Eine Reuters-Meldung vom 21.2.2006 bestätigt dies: "Der iranische Außenminister Manuchehr Mottaki hat [...] dementiert, dass sein Land den jüdischen Staat Israel `von der Landkarte tilgen` wolle. [...] Irans Präsident Mahmud Ahmadinedschad sei falsch verstanden worden. `Niemand kann ein Land von der Landkarte entfernen.` Ahmadinedschad habe nicht den Staat Israel sondern das dortige Regime gemeint [...]. `Wir erkennen dieses Regime nicht als rechtmäßig an.` " (Quelle: http://www.arbeiterfotografie.com/galerie/kein-krieg/index.html)

Ich denke, damit ist auch eine weitere Hetze gegen den Iran entlarvt.

Liebe Freundinnen und Freunde,

Um die Kontrolle über das immer knapper werdende Erdöl zu bekommen werden die Ermordung von Zehntausenden Menschen, die Zerstörung der Städte und das unendliche Leid in der Bevölkerung in Kauf genommen.

Diese Kriegspolitik lässt sich so beschreiben: Alle Regierungen, die über wichtige Rohstoffe verfügen und sich nicht dem Willen und den Interessen der westlichen Industrienationen unterwerfen, werden ausgetauscht und der Regime-Austausch im Iran steht ganz oben auf der Liste der amerikanischen Regierung, die dieses Mal auch von der Bundesregierung unterstützt wird, um die Kontrolle über das Öl nicht den USA alleine zu überlassen.

Eine Bombardierung Irans würde sich nach einer Studie der Oxford Research Group vom Februar 2006 nicht auf die Nuklearanlagen beschränken. "Ein Luftangriff würde die systematische Zerstörung von Forschungs-, Entwicklungs-, Logistik- und Ausbildungszentren der Atom- und Raketenprogramme bedeuten und auf die Tötung möglichst vieler technisch kompetenter Personen abzielen.
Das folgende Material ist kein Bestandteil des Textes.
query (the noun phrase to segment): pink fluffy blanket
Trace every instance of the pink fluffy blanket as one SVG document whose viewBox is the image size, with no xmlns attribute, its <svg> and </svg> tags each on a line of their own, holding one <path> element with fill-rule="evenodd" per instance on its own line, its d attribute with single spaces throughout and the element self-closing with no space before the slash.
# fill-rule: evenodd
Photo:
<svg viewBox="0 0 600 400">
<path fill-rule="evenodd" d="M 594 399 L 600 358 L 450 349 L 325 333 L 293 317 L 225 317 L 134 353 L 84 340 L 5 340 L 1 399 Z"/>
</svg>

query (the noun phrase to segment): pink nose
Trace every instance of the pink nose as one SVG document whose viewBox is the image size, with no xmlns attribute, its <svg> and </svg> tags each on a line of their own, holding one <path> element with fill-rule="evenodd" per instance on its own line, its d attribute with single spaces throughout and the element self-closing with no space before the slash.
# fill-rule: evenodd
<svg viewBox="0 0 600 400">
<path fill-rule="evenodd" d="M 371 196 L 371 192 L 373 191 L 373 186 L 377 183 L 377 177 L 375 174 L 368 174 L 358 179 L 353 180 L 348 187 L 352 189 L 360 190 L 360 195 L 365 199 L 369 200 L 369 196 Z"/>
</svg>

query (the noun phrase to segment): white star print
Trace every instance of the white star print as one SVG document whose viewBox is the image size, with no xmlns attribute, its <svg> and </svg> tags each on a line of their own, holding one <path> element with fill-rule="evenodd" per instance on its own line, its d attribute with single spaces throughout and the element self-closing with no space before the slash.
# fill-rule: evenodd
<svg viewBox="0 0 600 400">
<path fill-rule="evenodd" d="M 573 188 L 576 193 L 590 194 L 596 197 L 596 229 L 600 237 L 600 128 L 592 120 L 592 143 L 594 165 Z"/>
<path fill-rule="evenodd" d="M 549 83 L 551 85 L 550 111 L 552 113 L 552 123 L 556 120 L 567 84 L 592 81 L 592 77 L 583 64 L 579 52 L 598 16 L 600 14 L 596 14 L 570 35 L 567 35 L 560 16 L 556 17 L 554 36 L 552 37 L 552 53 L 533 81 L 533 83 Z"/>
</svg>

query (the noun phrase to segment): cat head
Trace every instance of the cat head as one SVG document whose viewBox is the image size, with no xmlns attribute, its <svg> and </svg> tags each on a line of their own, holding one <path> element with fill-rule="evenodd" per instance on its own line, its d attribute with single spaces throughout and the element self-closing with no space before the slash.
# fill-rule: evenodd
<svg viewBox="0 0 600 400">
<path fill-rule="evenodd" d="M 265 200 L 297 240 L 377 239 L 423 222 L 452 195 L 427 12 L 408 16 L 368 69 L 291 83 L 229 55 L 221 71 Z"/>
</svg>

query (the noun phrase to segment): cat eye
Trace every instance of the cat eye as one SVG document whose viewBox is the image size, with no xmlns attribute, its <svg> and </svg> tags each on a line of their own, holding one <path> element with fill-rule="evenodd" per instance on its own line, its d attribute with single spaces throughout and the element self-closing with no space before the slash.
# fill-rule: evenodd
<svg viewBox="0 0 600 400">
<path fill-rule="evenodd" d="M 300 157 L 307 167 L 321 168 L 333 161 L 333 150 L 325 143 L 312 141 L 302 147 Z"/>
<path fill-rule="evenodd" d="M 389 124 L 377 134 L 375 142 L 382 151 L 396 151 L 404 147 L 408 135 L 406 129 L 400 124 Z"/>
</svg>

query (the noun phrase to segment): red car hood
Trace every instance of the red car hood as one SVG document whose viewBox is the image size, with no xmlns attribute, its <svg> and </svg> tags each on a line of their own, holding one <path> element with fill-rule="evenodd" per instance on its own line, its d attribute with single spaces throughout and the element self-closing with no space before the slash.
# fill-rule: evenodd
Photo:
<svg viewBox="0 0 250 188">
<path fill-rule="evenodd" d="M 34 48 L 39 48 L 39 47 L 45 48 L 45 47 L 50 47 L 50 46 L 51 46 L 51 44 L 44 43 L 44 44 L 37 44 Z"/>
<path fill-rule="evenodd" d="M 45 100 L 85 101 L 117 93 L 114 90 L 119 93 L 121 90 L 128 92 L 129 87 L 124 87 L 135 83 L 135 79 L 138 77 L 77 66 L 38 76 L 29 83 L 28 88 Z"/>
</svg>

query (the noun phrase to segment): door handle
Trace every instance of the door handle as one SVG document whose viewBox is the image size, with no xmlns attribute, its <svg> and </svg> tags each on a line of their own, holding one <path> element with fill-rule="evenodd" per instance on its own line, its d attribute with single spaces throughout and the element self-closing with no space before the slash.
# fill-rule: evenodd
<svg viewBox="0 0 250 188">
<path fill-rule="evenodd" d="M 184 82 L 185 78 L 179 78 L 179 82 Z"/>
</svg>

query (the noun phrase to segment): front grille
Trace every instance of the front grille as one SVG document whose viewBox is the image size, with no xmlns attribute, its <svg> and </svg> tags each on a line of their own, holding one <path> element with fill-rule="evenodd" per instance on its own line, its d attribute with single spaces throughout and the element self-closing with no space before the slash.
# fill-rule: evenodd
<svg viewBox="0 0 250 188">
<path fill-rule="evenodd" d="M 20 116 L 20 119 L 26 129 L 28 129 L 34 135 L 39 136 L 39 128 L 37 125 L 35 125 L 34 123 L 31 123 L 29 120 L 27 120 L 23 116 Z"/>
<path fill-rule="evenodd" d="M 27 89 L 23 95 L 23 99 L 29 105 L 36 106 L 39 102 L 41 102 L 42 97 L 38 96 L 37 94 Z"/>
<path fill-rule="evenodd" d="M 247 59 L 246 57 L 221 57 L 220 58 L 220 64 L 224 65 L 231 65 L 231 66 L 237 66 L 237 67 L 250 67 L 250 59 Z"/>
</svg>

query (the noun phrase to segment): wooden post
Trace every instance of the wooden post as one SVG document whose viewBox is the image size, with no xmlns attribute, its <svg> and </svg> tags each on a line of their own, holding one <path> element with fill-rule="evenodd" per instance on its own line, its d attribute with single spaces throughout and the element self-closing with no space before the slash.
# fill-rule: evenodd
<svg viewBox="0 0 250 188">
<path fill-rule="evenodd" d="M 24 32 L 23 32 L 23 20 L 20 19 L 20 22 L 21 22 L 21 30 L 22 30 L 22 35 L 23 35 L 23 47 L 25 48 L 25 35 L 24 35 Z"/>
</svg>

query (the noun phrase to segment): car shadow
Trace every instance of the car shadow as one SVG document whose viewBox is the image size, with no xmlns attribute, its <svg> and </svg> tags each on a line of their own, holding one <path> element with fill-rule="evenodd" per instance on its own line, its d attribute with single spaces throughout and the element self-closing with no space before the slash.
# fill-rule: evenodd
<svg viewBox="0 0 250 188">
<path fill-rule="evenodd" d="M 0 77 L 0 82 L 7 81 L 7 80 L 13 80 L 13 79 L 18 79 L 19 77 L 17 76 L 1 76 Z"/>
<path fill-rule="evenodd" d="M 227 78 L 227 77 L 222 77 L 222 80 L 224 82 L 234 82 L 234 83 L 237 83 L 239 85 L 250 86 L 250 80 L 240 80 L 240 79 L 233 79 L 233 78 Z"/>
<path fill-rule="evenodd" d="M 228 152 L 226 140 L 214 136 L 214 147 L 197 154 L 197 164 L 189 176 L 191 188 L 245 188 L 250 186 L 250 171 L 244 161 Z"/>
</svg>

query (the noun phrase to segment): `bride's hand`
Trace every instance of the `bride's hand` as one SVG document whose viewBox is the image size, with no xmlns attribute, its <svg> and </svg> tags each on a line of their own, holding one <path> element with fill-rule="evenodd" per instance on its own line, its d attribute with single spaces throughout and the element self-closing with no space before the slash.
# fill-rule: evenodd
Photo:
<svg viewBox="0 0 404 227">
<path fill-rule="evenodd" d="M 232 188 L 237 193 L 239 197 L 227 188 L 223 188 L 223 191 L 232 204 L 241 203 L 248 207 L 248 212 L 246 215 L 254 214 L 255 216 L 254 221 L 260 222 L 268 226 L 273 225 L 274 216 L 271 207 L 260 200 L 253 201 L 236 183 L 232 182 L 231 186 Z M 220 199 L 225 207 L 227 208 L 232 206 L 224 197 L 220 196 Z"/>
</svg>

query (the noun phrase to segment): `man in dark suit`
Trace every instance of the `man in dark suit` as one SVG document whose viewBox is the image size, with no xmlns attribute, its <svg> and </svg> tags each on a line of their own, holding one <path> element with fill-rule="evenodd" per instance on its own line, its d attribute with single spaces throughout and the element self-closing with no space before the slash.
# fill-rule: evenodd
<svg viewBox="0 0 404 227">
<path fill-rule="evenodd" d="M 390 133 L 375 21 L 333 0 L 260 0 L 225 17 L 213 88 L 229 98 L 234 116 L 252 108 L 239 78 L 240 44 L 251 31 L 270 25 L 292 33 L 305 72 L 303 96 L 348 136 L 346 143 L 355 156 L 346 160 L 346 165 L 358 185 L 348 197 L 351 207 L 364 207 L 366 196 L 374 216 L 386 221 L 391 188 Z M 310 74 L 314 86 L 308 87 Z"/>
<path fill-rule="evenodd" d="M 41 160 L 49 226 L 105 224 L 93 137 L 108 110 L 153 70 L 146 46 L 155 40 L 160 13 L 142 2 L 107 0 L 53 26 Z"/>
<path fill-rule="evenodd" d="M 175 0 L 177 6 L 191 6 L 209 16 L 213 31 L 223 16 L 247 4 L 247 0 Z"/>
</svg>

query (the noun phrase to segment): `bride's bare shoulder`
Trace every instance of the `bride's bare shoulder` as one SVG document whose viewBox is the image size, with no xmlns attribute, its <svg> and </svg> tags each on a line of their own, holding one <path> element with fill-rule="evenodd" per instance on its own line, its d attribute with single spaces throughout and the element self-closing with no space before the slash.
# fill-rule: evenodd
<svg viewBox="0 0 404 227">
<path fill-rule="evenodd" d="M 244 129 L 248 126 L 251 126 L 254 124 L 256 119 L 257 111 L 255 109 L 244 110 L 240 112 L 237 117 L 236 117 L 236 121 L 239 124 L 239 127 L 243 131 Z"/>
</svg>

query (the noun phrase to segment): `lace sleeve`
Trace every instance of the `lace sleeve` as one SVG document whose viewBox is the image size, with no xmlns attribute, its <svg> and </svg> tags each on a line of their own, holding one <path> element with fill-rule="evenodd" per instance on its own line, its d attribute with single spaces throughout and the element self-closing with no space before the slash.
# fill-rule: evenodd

Die USA würden bei einem Angriff ... die iranische Luftverteidigung umfassend zerstören, um so drohenden iranischen Vergeltungsschlägen zuvor zu kommen. Dies würde die Zerstörung ... der iranischen Revolutionsgarde und regulärer oder irregulärer Seestreitkräfte erfordern, die potenziell in der Lage wären, die Öltransporte im Golf zu blockieren." Die Oxford Research Group hat in ihrer Studie darauf aufmerksam gemacht, dass ein Luftkrieg bereits in einer ersten Welle zu Tausenden von Toten führen könnte. [Rogers, Paul, "Iran: Consequences of a War"]

Selbst der Einsatz von Atomwaffen ist von der amerikanischen Regierung geplant (08.04.2006 SPIEGEL-Online, Augsburger Allgemeine 10.04.2006) und vom französischen Präsident Jacques Chirac unter dem Beifall von Bundeskanzlerin Merkel nicht ausgeschlossen worden.

Mit dem Einsatz der nuklearen Bombe B61-11, die in der Lage ist tief in den Boden einzudringen, sollen die unterirdischen Nuklearanlagen im Iran vernichtet werden. Für die Militärstrategen stellt sich nach aktuellen Berichten nicht mehr die Frage, ob diese Atomwaffen eingesetzt werden sollen, sondern wie der Atompilz, der bei Atombombenexplosionen in der Atmosphäre entsteht, versteckt werden kann.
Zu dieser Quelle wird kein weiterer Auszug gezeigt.